Upex launched in 2018 in Bahrain as a regional exchange targeting Middle East and North Africa markets. It branded itself with Arabic language support, fiat wiring facilities in Dirham and AED, and claimed Central Bank sandbox approval. On paper, it held promise as a MENA-centric platform. In reality, it’s now effectively defunct - unregulated, untracked, and all but empty.
What Upex claimed to offer
- Fiat-to-crypto onboarding via wire transfers (no cards), appealing to local entrants.
- Maker and taker fees set at a flat 0.20%, slightly better than some legacy industry levels.
- Environment available in Arabic and English, with mobile-friendly design.
- Ambition to serve up to 300,000 users with around 20–25 token listings in core crypto assets.
That toolbox looked decent for a regional exchange in 2018–2019.
How it actually landed - and slid
Despite early fanfare, the platform collapsed into inactivity. By mid-2021, it froze withdrawals and stopped operations. Today:
- Operation status: Inactive - withdrawal system shut down since 2021 with no service resumption.
- Untracked metrics: No volume or market data, no proof-of-reserves, no transparency
- Regulatory mismatch: Sandbox approval is not actual licensing; at shutdown it was entirely unregulated.
- Community signals: No active socials, no token trading, no developer activity - just echoes of a platform frozen in time.
UI and user experience – then vs now
Upex’s interface once resembled basic exchange layouts: login screen, order book, trading pairs, fiat menus, wallet balances. Mobile and Arabic support were nudges toward accessibility for regional users. But clicking through today shows blank orderbooks, no trading history, dead interface elements - like walking through an abandoned storefront.
Fee structure then vs industry
- Trading fee: 0.20% flat for both maker and taker - competitive in its initial window, but now moot.
- Withdrawal fee: ~0.0005 BTC per transaction - a bit below historical averages, but irrelevant since withdrawals halted
With no current volume or withdrawal function, those are now just ghosts in paperwork.
Who it might have served
- Regional MENA traders with local currency needs and Arabic interface preferences.
- Fiat-first newcomers seeking straightforward on-ramps via bank wires.

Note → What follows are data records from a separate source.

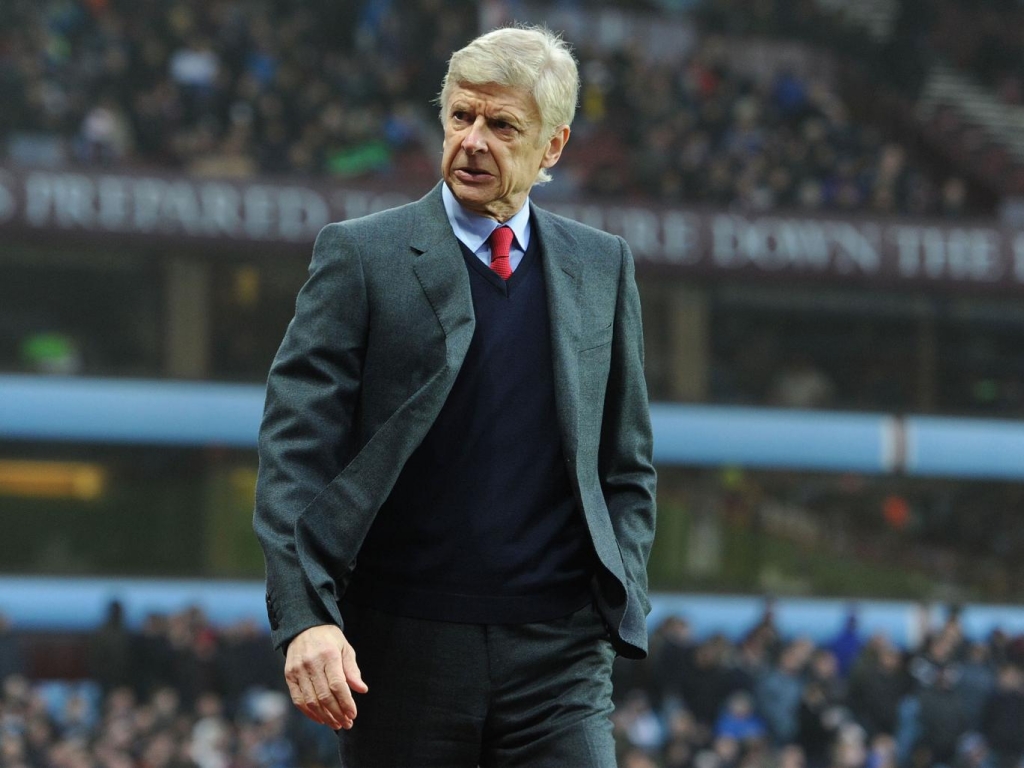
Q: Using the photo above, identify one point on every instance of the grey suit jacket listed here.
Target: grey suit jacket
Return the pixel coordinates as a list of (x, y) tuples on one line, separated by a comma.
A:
[(380, 331)]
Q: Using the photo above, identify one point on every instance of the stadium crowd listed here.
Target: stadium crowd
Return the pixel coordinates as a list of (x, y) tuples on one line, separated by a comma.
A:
[(183, 694), (241, 87)]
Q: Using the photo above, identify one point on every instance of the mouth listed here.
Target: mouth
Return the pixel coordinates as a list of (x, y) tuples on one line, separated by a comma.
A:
[(471, 174)]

- Mobile-first users who wanted trading on the go, without KYC friction.
In an active phase, it may have been useful. Now, its value is zero.
Who must avoid it now
- Any active user: Impossible to enter, trade, withdraw, deposit, or support.

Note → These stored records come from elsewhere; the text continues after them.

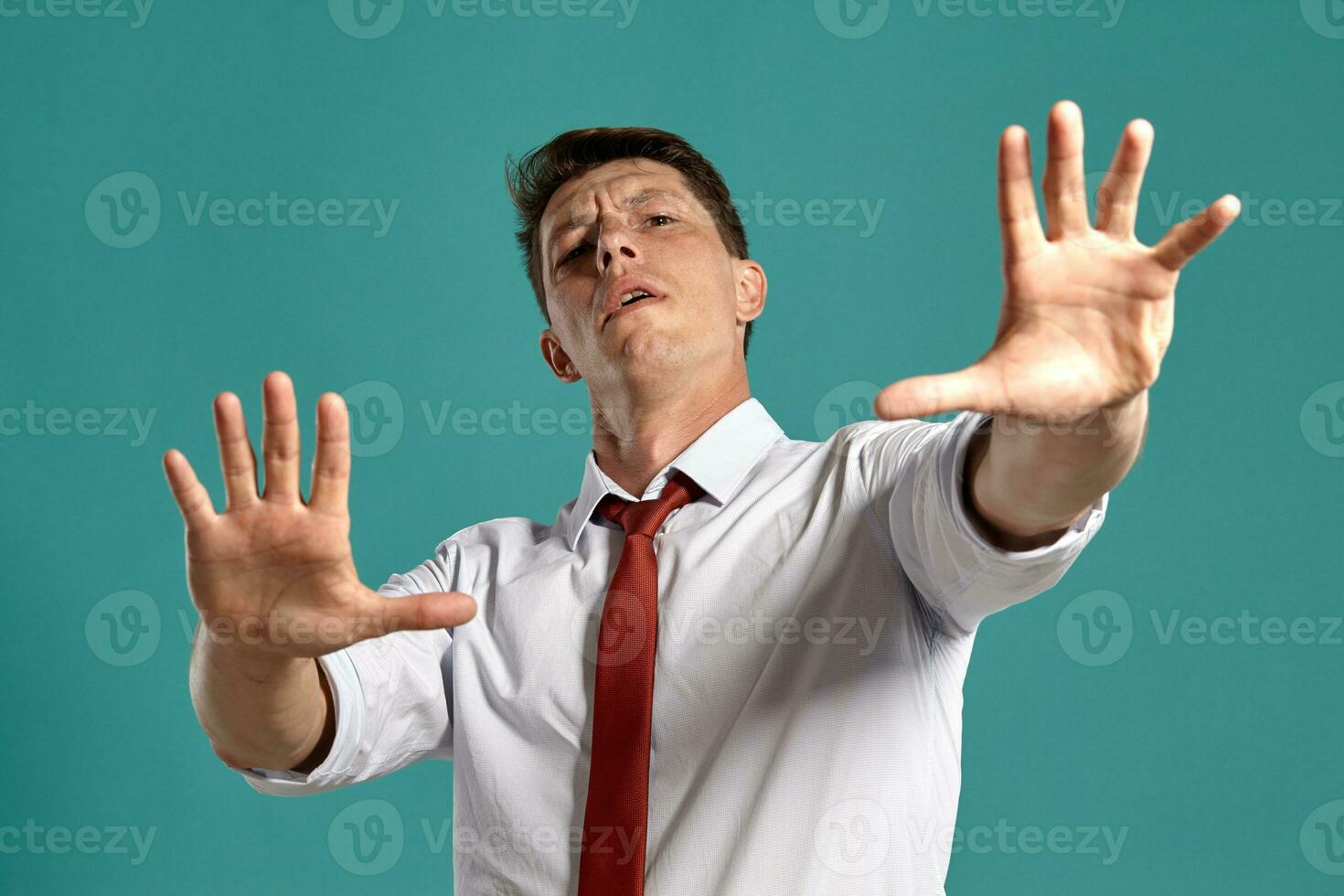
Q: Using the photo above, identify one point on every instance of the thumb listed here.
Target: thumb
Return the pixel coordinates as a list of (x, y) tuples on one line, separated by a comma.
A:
[(421, 612), (928, 395)]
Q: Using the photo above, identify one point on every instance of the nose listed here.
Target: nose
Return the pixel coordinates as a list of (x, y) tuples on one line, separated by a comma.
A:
[(613, 242)]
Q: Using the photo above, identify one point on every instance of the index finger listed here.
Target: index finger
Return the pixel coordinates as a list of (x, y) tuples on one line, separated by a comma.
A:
[(331, 461)]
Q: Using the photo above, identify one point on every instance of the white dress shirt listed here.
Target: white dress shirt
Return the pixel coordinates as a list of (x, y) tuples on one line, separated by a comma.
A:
[(816, 614)]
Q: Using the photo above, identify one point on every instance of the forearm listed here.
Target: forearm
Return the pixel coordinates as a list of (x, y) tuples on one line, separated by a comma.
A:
[(261, 710), (1034, 478)]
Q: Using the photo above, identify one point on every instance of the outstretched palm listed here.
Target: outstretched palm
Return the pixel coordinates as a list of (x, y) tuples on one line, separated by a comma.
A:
[(1087, 309)]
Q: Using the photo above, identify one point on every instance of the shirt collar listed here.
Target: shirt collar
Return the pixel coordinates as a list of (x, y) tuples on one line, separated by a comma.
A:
[(717, 463)]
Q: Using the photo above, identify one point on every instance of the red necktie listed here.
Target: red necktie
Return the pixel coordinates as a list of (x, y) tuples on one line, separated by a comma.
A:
[(617, 813)]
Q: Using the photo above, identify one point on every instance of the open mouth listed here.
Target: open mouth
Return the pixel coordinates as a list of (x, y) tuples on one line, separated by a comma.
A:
[(629, 301)]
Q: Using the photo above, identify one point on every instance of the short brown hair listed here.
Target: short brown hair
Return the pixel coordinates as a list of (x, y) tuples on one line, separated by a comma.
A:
[(539, 174)]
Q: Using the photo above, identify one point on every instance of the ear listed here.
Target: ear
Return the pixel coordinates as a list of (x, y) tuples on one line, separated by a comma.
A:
[(557, 359), (752, 289)]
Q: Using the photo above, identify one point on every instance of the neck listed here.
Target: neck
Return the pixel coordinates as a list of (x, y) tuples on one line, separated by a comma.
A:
[(636, 435)]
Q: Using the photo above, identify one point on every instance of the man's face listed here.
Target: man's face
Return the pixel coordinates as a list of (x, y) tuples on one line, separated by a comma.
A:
[(628, 226)]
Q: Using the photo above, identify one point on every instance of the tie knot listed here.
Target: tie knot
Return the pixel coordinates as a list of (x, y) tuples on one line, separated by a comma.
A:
[(644, 517)]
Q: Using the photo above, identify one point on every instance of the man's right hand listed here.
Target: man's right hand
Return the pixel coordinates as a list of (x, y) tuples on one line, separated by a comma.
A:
[(274, 581), (276, 575)]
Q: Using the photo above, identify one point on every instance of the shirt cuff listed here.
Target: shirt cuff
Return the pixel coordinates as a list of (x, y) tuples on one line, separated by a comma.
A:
[(348, 706), (951, 477)]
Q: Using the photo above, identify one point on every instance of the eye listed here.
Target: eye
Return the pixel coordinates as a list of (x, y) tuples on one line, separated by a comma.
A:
[(574, 252)]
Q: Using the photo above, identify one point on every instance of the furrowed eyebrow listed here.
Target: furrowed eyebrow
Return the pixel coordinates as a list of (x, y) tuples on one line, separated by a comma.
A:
[(577, 222)]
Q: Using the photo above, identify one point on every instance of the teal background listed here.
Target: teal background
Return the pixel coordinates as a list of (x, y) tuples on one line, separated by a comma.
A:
[(1211, 755)]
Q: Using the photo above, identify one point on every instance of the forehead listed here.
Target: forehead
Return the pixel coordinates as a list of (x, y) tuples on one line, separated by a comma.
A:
[(620, 179)]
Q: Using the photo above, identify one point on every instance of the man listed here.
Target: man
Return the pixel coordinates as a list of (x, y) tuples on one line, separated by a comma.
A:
[(806, 610)]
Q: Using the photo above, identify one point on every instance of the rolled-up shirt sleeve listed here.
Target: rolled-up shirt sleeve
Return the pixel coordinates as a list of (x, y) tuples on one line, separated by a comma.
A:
[(912, 472), (391, 698)]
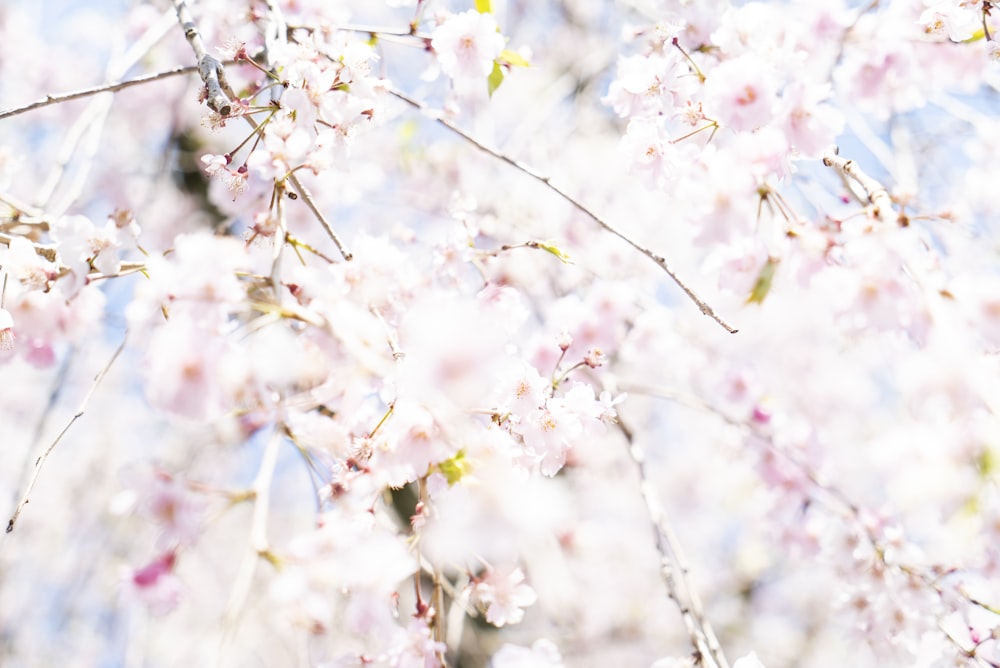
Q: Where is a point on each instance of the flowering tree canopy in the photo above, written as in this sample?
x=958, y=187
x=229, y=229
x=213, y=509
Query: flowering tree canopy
x=418, y=333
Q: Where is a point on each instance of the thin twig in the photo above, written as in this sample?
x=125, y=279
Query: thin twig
x=260, y=493
x=673, y=566
x=25, y=498
x=547, y=182
x=311, y=203
x=112, y=87
x=209, y=68
x=876, y=192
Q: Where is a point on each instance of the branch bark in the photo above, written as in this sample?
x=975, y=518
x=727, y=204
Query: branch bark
x=547, y=182
x=209, y=68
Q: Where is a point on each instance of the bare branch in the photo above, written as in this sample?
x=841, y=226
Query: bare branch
x=520, y=166
x=311, y=203
x=876, y=192
x=209, y=68
x=673, y=566
x=112, y=87
x=26, y=497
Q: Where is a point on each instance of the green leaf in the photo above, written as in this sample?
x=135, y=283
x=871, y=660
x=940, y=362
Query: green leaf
x=513, y=58
x=496, y=77
x=455, y=467
x=765, y=278
x=551, y=248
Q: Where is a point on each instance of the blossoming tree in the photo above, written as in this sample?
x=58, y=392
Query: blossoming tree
x=512, y=334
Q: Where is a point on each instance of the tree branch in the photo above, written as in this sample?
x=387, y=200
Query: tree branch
x=673, y=566
x=546, y=181
x=209, y=68
x=25, y=498
x=876, y=192
x=112, y=87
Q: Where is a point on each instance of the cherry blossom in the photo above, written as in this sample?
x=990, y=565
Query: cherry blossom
x=677, y=348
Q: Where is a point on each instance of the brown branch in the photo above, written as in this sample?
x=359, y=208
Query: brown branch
x=209, y=68
x=26, y=497
x=547, y=182
x=95, y=90
x=673, y=566
x=878, y=196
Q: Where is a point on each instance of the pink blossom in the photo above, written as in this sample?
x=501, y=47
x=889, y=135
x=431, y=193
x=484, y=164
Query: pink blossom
x=648, y=151
x=466, y=45
x=542, y=654
x=741, y=93
x=503, y=594
x=953, y=18
x=155, y=584
x=810, y=124
x=6, y=331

- Investors seeking regulated platforms: Upex never offered certified licensing.
- Volume-dependent traders: Orderbooks are dead; liquidity is gone.
- Anyone needing support or transparency: No team, no metrics, no roadmap, no audit.
Bottom line
Upex started as a regional exchange with decent ambitions and mid-tier features for the MENA market. But post-2021, it's ceased functioning. No trades. No withdrawals. No activity. No regulation. No trace of its assumptions. It’s a shell of a platform relying on an expired legacy.

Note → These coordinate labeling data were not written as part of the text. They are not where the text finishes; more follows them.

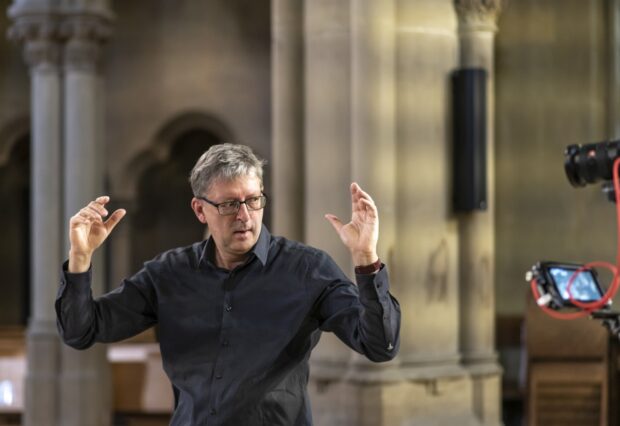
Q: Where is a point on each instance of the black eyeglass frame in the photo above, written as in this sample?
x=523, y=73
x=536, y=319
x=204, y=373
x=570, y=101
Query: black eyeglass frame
x=237, y=204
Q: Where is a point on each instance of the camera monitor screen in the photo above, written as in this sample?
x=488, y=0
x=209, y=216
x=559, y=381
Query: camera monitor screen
x=585, y=287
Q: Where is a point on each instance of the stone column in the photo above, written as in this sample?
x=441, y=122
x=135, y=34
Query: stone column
x=85, y=374
x=477, y=27
x=288, y=96
x=39, y=32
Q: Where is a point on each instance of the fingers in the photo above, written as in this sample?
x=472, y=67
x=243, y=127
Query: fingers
x=362, y=201
x=114, y=219
x=336, y=223
x=93, y=212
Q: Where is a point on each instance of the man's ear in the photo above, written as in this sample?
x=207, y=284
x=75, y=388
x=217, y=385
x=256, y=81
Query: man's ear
x=199, y=211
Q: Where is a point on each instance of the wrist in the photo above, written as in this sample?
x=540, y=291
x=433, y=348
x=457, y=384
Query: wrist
x=78, y=262
x=364, y=258
x=371, y=268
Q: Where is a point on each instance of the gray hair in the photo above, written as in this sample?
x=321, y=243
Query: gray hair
x=224, y=162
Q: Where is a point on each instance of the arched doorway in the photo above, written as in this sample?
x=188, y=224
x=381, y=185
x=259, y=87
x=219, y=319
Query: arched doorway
x=15, y=241
x=163, y=218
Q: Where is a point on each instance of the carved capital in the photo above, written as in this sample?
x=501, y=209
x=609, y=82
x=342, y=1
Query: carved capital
x=478, y=15
x=84, y=35
x=41, y=38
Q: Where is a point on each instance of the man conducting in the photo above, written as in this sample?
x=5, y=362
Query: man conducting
x=239, y=313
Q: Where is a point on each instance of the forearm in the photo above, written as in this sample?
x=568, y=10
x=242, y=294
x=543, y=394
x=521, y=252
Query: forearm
x=75, y=310
x=380, y=319
x=114, y=316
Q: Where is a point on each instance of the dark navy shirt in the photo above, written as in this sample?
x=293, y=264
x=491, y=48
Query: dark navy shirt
x=235, y=344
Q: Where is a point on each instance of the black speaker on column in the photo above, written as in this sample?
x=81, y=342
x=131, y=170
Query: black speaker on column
x=469, y=100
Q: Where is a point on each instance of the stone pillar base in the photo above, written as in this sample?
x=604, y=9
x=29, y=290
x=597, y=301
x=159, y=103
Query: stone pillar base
x=437, y=402
x=43, y=351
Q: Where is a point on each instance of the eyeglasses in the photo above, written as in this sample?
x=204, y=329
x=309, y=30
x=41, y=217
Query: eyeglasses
x=228, y=208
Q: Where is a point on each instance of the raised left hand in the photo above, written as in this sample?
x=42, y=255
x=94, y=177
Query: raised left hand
x=361, y=234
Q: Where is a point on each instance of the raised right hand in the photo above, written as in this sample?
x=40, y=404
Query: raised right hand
x=87, y=231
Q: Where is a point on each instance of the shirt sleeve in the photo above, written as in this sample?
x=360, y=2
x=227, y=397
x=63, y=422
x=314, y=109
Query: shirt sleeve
x=120, y=314
x=364, y=316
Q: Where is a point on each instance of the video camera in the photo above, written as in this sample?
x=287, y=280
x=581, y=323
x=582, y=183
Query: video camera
x=560, y=286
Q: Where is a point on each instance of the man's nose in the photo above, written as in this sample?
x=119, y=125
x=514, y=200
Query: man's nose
x=243, y=214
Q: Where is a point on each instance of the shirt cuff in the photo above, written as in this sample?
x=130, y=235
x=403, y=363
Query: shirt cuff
x=75, y=282
x=373, y=286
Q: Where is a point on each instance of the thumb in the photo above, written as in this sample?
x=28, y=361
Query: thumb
x=336, y=223
x=114, y=219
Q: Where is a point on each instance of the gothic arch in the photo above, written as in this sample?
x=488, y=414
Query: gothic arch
x=160, y=150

If you were a user, consider your assets lost or irretrievable. If you were looking for an exchange in that region, treat Upex as a cautionary tale: idea without execution fades fast.
Explore active, regulated, well-tracked alternatives - platforms with proven liquidity, withdrawal reliability, ongoing audits, and up-to-date licensing.
Disclaimer
“This content is for informational purposes only and does not constitute financial advice. Please do your own research before investing.”